Acesso e garantia de direitos

A aprovação do Estatuto da Igualdade Racial (Lei 12.288) é um marco na a garantia da igualdade à população negra, a defesa dos direitos étnicos individuais, coletivos e difusos e o combate à discriminação e às demais formas de intolerância étnica e religiosa. O Estatuto reforçou a estratégia para a elaboração e a implementação de políticas públicas de promoção da igualdade racial no trabalho.

Sales Augusto (2010) reforça o caráter e o objetivo das políticas de promoção da igualdade racial na promoção da igualdade de oportunidade, de tratamento bem como a promoção da inclusão (por meio de acesso e permanência diferenciados) dos grupos discriminados racialmente em áreas onde eles são sub-representados em função da discriminação que sofreram e sofrem em face da sua cor, raça e etnia.

As cotas, bolsas de acesso, permanência e o fomento por meio de projetos e ações que tem como a finalidade o acesso e a inclusão de grupos discriminados racialmente ao mercado de trabalho e a espaços de empreendedorismo.

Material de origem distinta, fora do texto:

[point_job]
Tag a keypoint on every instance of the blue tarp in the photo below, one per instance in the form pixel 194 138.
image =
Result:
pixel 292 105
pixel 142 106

Estas iniciativas são a materialização das diretrizes de políticas de promoção da igualdade racial.

No caso do acesso ao trabalho nas carreiras do serviço público, a Lei 12.990/2014, que versa sobre as cotas no serviço público tem colaborado para a inserção de pessoas negras na Administração Pública, em distintas funções e carreiras do governo federal. A partir da edição desta lei a maioria dos concursos públicos têm garantido o acesso a reserva de vagas no serviço público.

A lei resultou de lutas históricas dos movimentos negros para corrigir distorções históricas no serviço público. O Relatório de Gestão do Ministério do Planejamento, Orçamento e Gestão, publicado em 2014, revelou as distorções e demonstrou que apesar de mais de 50% da população brasileira ser de negros o serviço público ainda mantém um quadro de empregados apenas 31% de pessoas que se autodeclaram negros nas carreiras da Administração Pública.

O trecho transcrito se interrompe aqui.